On this your last day in office, President Obama, you deserve our honor, respect, and thanks.
If George W. Bush was my generation’s president growing up, you were our president as we became adults. From my latter years in high school through college, and even grad school, you were my president.
It was a pretty wild ride. You weren’t handed a well-ordered home; you got a dilapidated colonial with an overgrown lawn and cranky neighbors. Between a financial crisis, international crises like Syria, and domestic tragedies such as Newtown, you had a full plate every step of the way. Navigating such circumstances wouldn’t have been easy for anyone, as much as sideline critics might say otherwise. And I am confident you did the best you could.
You weren’t as incompetent or outrageous as some made you out to be.
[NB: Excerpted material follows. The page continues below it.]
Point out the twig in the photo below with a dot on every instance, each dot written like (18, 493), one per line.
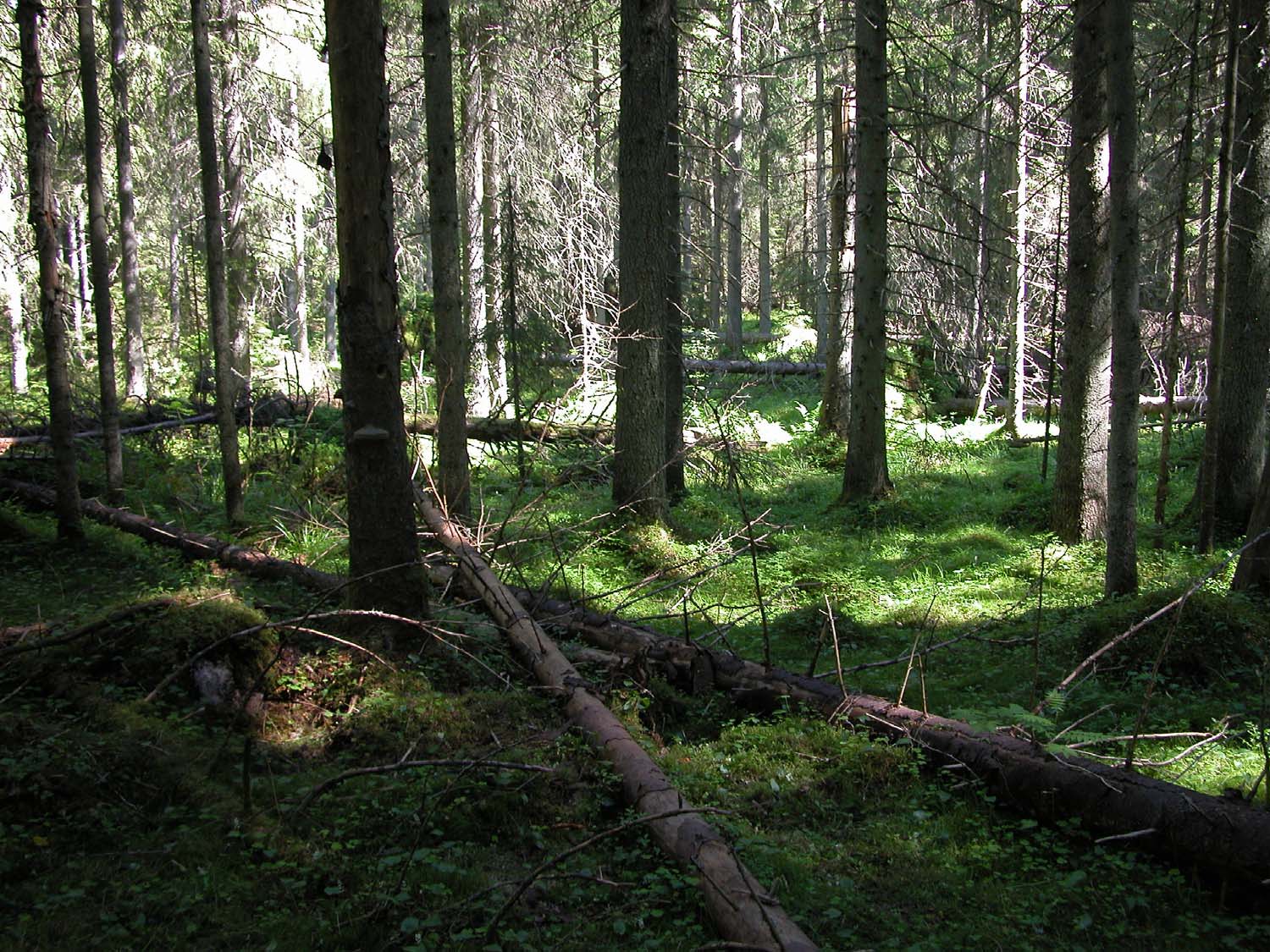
(492, 929)
(409, 766)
You weren’t the Antichrist, a communist, or born in a foreign country. You were simply different. You had a different vision for America, and you pursued it with purpose. I can respect that, even if we might disagree about some of the merits and particulars of that vision. You accomplished things – on healthcare, for instance – that some Americans have been attempting for decades. For better or worse, under your watch many aspects of our society have changed for the long haul. The LGBT agenda is case and point.
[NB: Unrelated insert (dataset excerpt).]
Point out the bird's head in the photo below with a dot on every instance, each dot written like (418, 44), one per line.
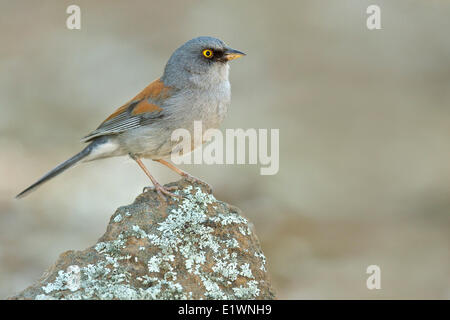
(202, 59)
Perhaps most of all, you personified the progress of our nation and the dream that anything is still possible. As our first black president, you will hold a treasured spot in American history forever. Every American should take pride in that.
Thank you for your hope in our great republic. Thank you for your candor about America’s imperfections. Thank you for being a model family man. Thank you for your poise. Thank you for being the kind of president we’d want to watch March Madness with or play a round of golf with (even if you did a little too much of that). Thank you, Mr. President, for inspiring us to be the best America we can be.
Godspeed, to you and your family as you leave 1600 Pennsylvania Avenue and transition into life post-presidency.